Steam generators are not used in the boiling water reactor design. This causes the BWRs to be more efficient as there is less heat waste in the system. However, the extra separation between the reactor coolant and the steam system will allow pressurized water reactors to operate with lower ambient radiation levels. Also, a pressurized water reactor will have fewer concentration points for radioactive hot spots. Ideally, there should be zero radioactive contamination present in the secondary loop of a pressurized water reactor.

Nuclear safeguards are a vital part of safe plant operations. In the event of a loss of coolant accident, the displacement of the coolant, either through steam bubble formation due to saturation conditions existing or through the physical loss of the coolant through a rupture, will cause local fuel temperatures to rise. As a result, blistering may occur due to the expansion of fission product gasses. These blisters may rupture and cause a release of radionuclides into the coolant stream. These radionuclides will be released outside the reactor vessel if a rupture is present.

Without a containment structure, radionuclides will be released into the environment. Containment structures take on many different types and designs. Also, these structures must have some form of ventilation due to cooling requirements. This further complicates the engineers' job of designing a system capable of withstanding a reactor accident while maintaining ambient temperatures below a design basis. Containment is enforced through hardened bulkhead penetrations, t-seals around valves, and pressure switch-operated ventilation ducting.

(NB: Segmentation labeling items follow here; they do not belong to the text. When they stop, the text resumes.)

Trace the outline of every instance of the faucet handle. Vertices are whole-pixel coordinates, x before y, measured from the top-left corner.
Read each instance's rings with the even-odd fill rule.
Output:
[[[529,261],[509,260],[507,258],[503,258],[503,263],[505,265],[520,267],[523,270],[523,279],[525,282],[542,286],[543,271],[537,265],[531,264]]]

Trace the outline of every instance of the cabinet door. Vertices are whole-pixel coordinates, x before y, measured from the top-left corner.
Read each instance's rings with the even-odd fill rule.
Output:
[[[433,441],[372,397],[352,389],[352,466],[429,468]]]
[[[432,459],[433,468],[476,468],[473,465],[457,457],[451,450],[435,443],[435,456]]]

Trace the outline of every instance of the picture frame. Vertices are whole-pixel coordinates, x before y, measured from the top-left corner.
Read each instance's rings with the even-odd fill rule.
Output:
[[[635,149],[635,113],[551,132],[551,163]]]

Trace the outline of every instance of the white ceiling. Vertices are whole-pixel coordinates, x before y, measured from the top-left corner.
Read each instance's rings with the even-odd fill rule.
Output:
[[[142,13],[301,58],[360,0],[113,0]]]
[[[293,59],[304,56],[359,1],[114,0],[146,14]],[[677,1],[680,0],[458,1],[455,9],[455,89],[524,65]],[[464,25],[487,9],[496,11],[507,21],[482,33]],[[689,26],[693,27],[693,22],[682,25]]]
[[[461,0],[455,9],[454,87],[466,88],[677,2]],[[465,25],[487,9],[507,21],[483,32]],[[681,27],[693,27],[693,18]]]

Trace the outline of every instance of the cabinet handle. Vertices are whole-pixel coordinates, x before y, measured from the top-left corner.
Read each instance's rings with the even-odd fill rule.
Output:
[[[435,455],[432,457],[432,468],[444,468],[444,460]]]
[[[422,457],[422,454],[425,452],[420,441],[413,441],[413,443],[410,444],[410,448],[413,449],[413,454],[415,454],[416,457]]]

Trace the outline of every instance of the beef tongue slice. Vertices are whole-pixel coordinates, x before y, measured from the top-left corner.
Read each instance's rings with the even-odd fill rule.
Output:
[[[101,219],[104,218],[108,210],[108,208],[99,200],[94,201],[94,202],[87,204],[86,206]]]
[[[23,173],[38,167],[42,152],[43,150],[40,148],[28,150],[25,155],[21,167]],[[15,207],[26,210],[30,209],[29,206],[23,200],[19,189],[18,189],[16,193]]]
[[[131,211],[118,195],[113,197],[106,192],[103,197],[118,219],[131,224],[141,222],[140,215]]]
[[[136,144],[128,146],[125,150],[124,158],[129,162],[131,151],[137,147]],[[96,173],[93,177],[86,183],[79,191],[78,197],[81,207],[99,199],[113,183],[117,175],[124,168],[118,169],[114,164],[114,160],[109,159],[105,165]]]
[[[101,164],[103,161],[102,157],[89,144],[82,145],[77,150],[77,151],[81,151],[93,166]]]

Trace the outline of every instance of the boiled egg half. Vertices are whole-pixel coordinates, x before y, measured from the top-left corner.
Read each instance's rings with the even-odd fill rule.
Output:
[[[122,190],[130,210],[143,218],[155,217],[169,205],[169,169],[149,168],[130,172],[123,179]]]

On-site emergency diesel generators typically supply emergency power. These generators are usually started by air through fail-open solenoid valves and will automatically align power to the necessary busses to ensure adequate core cooling. It is also power for redundant power to be supplied through manual bus transfer devices located at off-site substations to provide commercial power from another provider.

Two significant forms of emergency cooling are used: safety injection and coolant injection. While they sound similar, their functions are very different. Safety injection is used for a chemical shutdown of the reactor. This may be required for several reasons. It is possible that a loss of coolant accident has led to a partial core meltdown, and poison pins have been melted. If normal coolant injection water were used, it could cause an accidental recriticality accident due to the rewetting of the fuel with dense water.

Coolant injection adds makeup water to the reactor to prevent the fuel plate from uncovering. Also, it can be used as an emergency pressure control method in the event of a loss of pressure control. One possible way of emergency pressure control using an injection system would be to charge the vessel until a pressure relief valve lifts. As long as the injection rate doesn't exceed the speed of coolant lost through the reliefs, the operator can maintain pressure within design tolerances based on relief valve set points.